Sie biss sich auf ihre Unterlippe, denn sie schien es nicht begreifen zu können.

"Hast du es Eren schon gesagt?"

Sie nickte.

"Eben am Telefon. Erst ist gerade auf dem Weg nach Hause. Lotta, ich kann das nicht fassen", sprach sie gerührt und ihre Stimme brach ab. "Da wächst ein Baby in mir."

Ich herzte sie erneut und gab ihr einen Kuss auf die Wange.

"Du kannst dir nicht vorstellen, wie sehr ich mich für euch freue. Ihr werdet die besten Eltern sein, die es auf dieser Welt gibt."

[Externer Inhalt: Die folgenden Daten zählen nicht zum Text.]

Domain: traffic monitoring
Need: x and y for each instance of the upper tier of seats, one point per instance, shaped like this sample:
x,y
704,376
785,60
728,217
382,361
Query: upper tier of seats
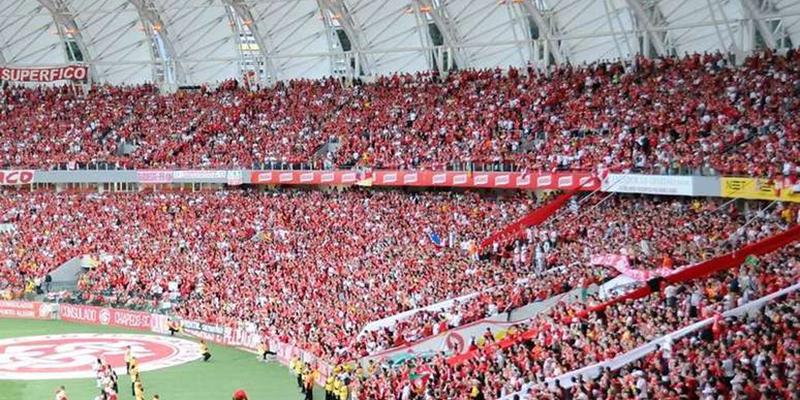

Ich hörte, wie ein Auto in die Einfahrt einbog. Es war Eren, der mit einem breiten Grinsen am Steuer saß.

"Ich lass euch mal lieber allein! Genießt den Moment!"

Sie hörte mich kaum noch, denn sie lief schon auf das Auto zu. Ich sah zu, wie die beiden sich freudestrahlend in die Arme fielen. Tränen kullerten.

Es rührte mich so sehr zu sehen, wie sich herzten, weinten, lachten, küssten und umarmten. Ihre Freude schien keine Grenzen zu kennen.

Ich wünschte, dass ich irgendwann dieses Gefühl auch mit jemanden teilen konnte. So sehr ich mich für die beiden freute, umso größer wurde auch die Einsamkeit in mir. Ein Kind würde bedeuten, dass ich Wilma nicht mehr ständig sehen konnte. Ihr Kind würde viel Aufmerksamkeit brauchen und unsere Treffen vermutlich zur Rarität werden.

Für die beiden war es ein Schritt näher an das vollkommene Glück. Für mich jedoch war es ein weiterer Schritt in die Einsamkeit.

Ich blickte auf mein Handy. Ich hatte eine neue Nachricht bekommen.

Es tut mir wirklich leid, aber wir werden uns erst einmal nicht mehr treffen können. Mein Vater hatte einen Schlaganfall und es sieht nicht gut aus. Ich bin gerade auf den Weg in die Heimat, um meiner Mutter beizustehen. Ich weiß nicht, wann ich wiederkomme.

Für manche war es der schönste Tag in ihrem Leben, während andere durch die Hölle gingen.